Outra forma já praticada é a criação de áreas ambientais de proteção compartilhada (com aproveitamento produtivo), ficando os militares responsáveis pelo patrulhamento, a partir do estabelecimento de unidades militares que ocupem posições estratégicas e formadas por efetivos devidamente treinados e preparados para atuar diante das necessidades e apoiados pelas novas tecnologias.
6. PRINCIPAIS CONCLUSÕES
Estudos realizados na década de 1970 mostram como o gás propelente CFC (clorofluorcarbono) utilizado em aerossóis e sistemas de refrigeração, afeta a camada de ozônio e levam a um outro nível de importância o tema da preservação das florestas. Na década de 1990 ocorre, no Brasil, a Conferência das Nações Unidas para o Meio Ambiente e o Desenvolvimento, mais conhecido como Eco-92, que coloca em evidência a questão ambiental e a Amazônia na pauta das grandes discussões mundiais. A ideia de que as florestas precisam ser preservadas conquista o grande público.
Com esse novo impulso preservacionista a região Amazônica ganha mais visibilidade internacional, com diferentes estudos mostrando sua importância para a vida no planeta. Os olhares se voltam para o Brasil e para sua responsabilidade como “pulmão do mundo”, ainda que estudos recentes mostrem que a realidade não é exatamente essa, pois a floresta consome praticamente todo o oxigênio que produz.

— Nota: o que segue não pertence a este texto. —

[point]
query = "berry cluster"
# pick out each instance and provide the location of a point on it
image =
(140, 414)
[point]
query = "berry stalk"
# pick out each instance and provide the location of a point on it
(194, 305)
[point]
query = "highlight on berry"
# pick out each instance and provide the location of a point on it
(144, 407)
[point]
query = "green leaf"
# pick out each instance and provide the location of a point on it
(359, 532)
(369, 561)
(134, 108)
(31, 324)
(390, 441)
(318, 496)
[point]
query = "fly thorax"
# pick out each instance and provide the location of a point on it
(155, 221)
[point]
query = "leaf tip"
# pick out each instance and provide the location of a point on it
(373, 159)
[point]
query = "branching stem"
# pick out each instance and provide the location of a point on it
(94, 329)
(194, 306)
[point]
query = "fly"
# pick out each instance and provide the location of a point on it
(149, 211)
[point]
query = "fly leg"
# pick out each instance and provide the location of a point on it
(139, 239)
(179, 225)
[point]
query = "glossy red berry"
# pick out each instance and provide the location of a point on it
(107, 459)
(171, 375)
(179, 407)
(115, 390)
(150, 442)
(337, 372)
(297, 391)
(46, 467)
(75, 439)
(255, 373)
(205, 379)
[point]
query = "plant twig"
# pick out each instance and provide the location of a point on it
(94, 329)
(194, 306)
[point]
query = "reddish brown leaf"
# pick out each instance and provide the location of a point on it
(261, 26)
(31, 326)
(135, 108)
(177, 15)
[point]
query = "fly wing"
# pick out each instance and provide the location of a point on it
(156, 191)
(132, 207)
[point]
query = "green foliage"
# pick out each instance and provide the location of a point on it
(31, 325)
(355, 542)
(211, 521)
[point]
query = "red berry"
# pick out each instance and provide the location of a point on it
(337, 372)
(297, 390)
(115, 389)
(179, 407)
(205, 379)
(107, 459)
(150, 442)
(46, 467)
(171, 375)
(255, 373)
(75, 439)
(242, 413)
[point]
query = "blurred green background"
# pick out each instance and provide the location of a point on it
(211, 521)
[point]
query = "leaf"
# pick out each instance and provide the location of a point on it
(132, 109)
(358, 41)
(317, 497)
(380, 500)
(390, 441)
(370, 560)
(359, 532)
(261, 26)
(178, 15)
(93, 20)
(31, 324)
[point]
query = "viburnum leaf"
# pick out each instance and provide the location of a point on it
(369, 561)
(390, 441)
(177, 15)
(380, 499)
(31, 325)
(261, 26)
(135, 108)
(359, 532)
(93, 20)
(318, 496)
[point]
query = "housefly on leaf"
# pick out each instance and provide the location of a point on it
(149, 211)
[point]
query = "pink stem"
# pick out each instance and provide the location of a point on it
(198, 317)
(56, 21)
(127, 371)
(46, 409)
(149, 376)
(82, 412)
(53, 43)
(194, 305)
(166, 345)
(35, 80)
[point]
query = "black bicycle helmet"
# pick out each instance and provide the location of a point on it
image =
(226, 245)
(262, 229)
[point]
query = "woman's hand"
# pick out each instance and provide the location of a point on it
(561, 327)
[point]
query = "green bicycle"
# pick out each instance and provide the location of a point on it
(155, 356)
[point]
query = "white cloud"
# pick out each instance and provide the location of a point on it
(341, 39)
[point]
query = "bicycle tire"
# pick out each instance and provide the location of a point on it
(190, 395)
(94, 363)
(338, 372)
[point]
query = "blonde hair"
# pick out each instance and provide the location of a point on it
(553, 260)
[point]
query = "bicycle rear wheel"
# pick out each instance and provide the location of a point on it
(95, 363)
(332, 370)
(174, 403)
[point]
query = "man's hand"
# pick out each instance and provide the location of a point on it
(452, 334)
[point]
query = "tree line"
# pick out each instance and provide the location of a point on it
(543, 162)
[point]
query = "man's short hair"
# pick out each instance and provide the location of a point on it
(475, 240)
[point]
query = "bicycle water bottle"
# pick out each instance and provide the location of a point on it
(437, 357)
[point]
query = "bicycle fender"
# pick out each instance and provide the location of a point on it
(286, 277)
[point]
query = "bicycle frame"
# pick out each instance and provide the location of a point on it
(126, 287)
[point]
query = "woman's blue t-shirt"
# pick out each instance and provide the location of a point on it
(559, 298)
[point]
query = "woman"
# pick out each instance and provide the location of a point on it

A Amazônia, com seu estoque de bens comuns, acaba por atrair a atenção das mais diferentes nações estrangeiras e colocando a soberania nacional sempre em ameaça. O Estado, presente na figura dos diferentes órgãos e institutos públicos e, principalmente, com a presença das Forças Armadas, age para garantir não somente a soberania, mas para deixar clara a sua capacidade de cuidar da região, defendendo-a e promovendo seu desenvolvimento.
A Amazônia é um patrimônio nacional (e não internacional, como insistem alguns com interesses não confiáveis) que deve ser explorado com racionalidade (e inteligência) em prol do povo brasileiro. E os militares, que são parte integrante do povo, são os principais protagonistas deste processo.